If you suffer from nearsightedness, farsightedness, or astigmatism, LASIK refractive surgery can sharpen your eyesight so you can see clearly. LASIK involves modifying your corneal tissue with a laser so that light can pass through your eye properly, enhancing your vision. This procedure is typically very safe and effective, but it may take some time for your eye to adapt to your reshaped cornea. Most patients enjoy improved vision within just a few days of surgery, but some may experience visual disturbances for some time after surgery. The most common side effects are glare and halos, which both result from light sensitivity and usually subside within a few months. If you want to correct your vision at our Bakersfield practice, we will explain the link between LASIK and glare and halos, and discuss how we reduce your risk for these effects with our advanced technology. Read on to learn more about why these conditions occur, how we work to prevent them, and what to do if you experience them.
What Causes Glare and Halos?
During LASIK surgery, Dr. Stainer uses a powerful laser to create a circular flap in the patient’s corneas. Once he has moved the top layer of tissue aside, he adjusts the stromal tissue beneath it so that light can pass more accurately through the cornea for clearer sight. To complete the process, he replaces the flap, which heals back over the eye.
Patients suffering from glare have difficulty perceiving contrasts in light and those who experience halos see fuzzy, diffused light around objects. Both of these issues occur when the eye has difficulty processing the light that enters it. LASIK can cause glare and halos in the following ways:
- The eye may be swollen for several months while it heals
- The pupil of the treated eye may become larger than the adjusted cornea when it dilates, causing glare and halos in low light
- The reshaping process could have been performed asymmetrically, causing an abnormal corneal shape
Glare and halos are most often only a temporary side effect as the eye recovers from surgery.
How We Lower Your Risks
We reduce our patients’ chances of experiencing glare or halos by performing LASIK surgery with some of the latest and most accurate technology. Dr. Stainer will use an Intralase™ femtosecond laser to create your corneal flap and the Allegretto Wave® Eye-Q excimer laser to reshape your tissue. We will also track your eye movements during the procedure and use Perfectpulse Technology® to adjust the energy of the laser beam for even greater precision. We also provide custom LASIK surgery, which means that before treatment, we will use light waves to create a 3D map of your eye. We will then transfer this information to the laser’s computer to guide your LASIK surgery and accommodate your unique ocular shape. This technology helps to prevent the errors that can lead to glare and halos.
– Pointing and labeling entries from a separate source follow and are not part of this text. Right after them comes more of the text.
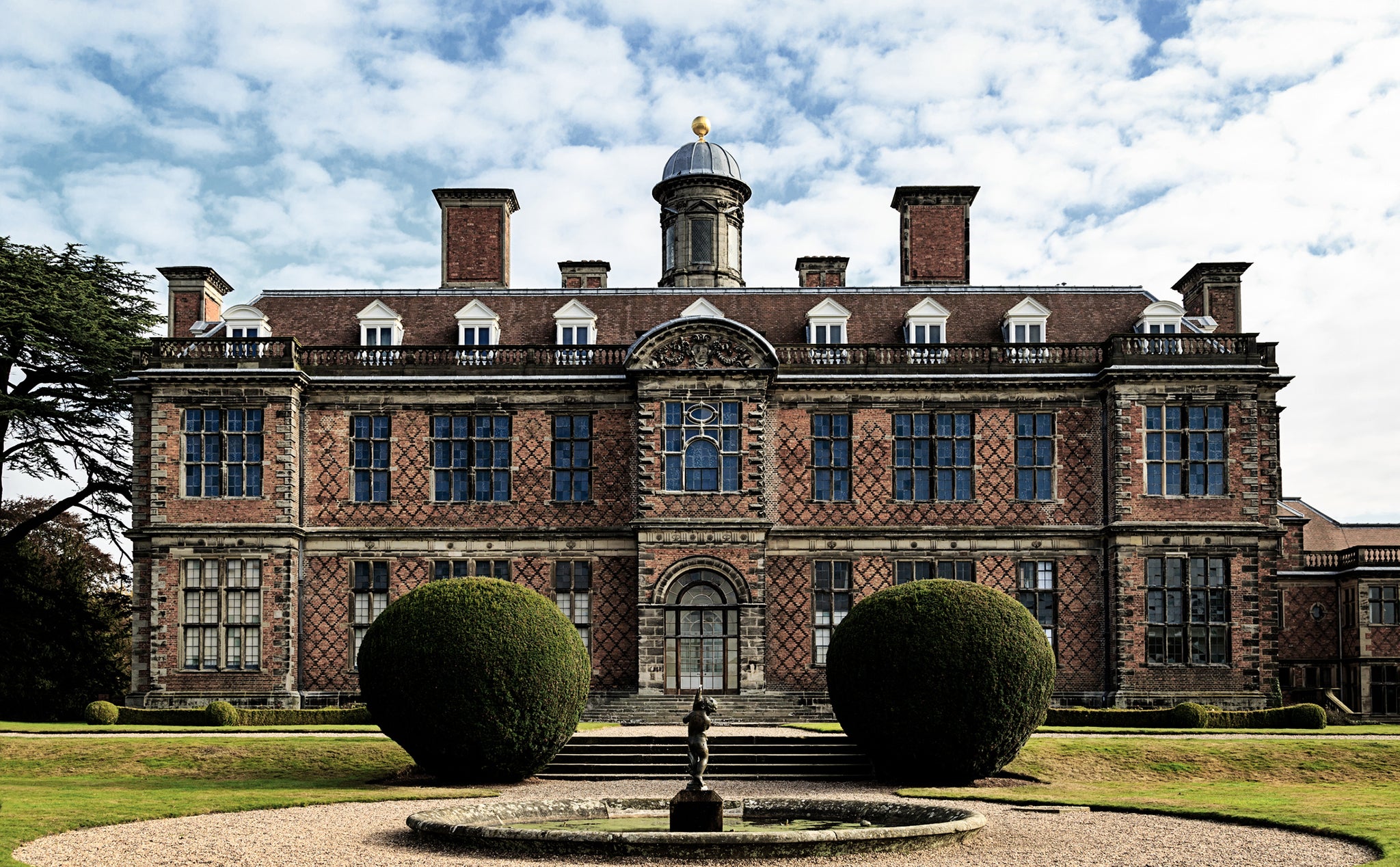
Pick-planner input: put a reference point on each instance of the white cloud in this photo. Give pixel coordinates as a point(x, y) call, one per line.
point(297, 145)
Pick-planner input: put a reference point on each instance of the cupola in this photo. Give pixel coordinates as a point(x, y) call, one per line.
point(702, 215)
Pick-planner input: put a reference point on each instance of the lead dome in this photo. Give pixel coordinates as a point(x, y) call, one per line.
point(702, 159)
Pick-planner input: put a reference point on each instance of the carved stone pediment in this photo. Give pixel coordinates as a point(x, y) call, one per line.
point(702, 343)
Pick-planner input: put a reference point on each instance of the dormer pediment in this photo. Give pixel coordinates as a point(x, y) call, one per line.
point(1028, 308)
point(828, 310)
point(243, 312)
point(476, 311)
point(377, 310)
point(927, 310)
point(702, 308)
point(574, 310)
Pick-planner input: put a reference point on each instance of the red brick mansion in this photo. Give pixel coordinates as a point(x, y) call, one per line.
point(706, 475)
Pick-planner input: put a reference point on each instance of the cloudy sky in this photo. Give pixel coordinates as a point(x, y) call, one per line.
point(1116, 142)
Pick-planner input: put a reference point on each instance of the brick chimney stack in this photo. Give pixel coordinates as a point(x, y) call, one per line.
point(934, 235)
point(587, 274)
point(822, 271)
point(476, 236)
point(196, 297)
point(1211, 289)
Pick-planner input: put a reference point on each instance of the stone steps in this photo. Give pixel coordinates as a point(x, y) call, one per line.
point(731, 758)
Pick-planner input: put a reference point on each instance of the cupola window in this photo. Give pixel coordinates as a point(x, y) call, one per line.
point(702, 241)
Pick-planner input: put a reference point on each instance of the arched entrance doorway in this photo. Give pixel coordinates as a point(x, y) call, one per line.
point(702, 633)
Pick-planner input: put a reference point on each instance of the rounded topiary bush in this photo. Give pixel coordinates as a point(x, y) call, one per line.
point(221, 713)
point(941, 682)
point(476, 678)
point(100, 713)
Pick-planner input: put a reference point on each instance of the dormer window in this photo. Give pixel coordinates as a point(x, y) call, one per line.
point(826, 323)
point(478, 325)
point(380, 325)
point(1027, 323)
point(244, 321)
point(926, 323)
point(1161, 319)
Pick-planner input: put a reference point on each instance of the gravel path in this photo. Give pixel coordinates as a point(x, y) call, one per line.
point(339, 835)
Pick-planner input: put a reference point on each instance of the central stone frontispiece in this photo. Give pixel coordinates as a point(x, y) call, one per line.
point(697, 807)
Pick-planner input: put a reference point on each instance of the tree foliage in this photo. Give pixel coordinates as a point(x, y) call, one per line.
point(65, 619)
point(68, 327)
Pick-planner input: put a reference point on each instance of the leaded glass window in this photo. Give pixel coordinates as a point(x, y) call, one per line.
point(1035, 455)
point(573, 585)
point(471, 569)
point(831, 457)
point(1036, 590)
point(1384, 604)
point(370, 451)
point(221, 619)
point(1186, 450)
point(831, 602)
point(921, 570)
point(223, 453)
point(701, 447)
point(1187, 611)
point(471, 458)
point(573, 458)
point(368, 598)
point(932, 457)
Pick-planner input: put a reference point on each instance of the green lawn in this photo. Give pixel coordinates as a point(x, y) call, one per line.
point(1332, 786)
point(51, 785)
point(85, 729)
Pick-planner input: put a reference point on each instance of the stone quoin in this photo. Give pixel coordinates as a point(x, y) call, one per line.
point(706, 475)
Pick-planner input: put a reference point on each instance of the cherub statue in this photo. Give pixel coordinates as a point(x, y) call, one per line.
point(697, 720)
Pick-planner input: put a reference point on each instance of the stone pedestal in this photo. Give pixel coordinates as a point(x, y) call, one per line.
point(697, 810)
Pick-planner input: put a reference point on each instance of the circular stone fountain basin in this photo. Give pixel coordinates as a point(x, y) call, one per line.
point(770, 827)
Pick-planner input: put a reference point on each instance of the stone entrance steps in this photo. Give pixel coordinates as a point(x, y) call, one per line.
point(752, 709)
point(731, 758)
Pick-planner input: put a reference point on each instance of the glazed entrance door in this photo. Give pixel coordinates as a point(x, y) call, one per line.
point(702, 642)
point(701, 648)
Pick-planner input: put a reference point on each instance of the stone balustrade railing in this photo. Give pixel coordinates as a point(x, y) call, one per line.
point(1129, 351)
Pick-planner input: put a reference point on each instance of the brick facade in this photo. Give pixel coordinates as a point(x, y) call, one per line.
point(646, 544)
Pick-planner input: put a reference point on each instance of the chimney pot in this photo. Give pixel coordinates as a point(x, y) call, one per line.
point(821, 271)
point(196, 296)
point(586, 274)
point(1211, 289)
point(476, 236)
point(934, 235)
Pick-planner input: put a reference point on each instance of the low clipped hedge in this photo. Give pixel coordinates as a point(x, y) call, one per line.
point(325, 716)
point(223, 713)
point(161, 716)
point(1183, 716)
point(1293, 716)
point(1190, 716)
point(940, 682)
point(476, 678)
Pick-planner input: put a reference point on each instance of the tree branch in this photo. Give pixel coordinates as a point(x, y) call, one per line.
point(17, 533)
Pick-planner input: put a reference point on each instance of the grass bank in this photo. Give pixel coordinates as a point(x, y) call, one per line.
point(1379, 729)
point(52, 785)
point(1330, 786)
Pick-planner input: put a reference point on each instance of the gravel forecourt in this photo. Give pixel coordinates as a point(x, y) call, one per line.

If You See Glare and Halos
If you do suffer from glare and halos after your LASIK surgery, you should take these symptoms seriously. Light sensitivity can lead to worsened night vision, making driving after dark potentially dangerous. Contact our office for advice if you begin seeing glare and halos.
To manage your symptoms, you can wear hats, visors, or sunglasses to protect your eyes from light. You can also use your car’s visor during the day to ease light sensitivity. We can prescribe eye drops or other medications to help your cornea heal, reduce swelling, and treat dryness. If your glare and halos do not begin to diminish after several months, you might need additional ocular treatments to resolve these conditions.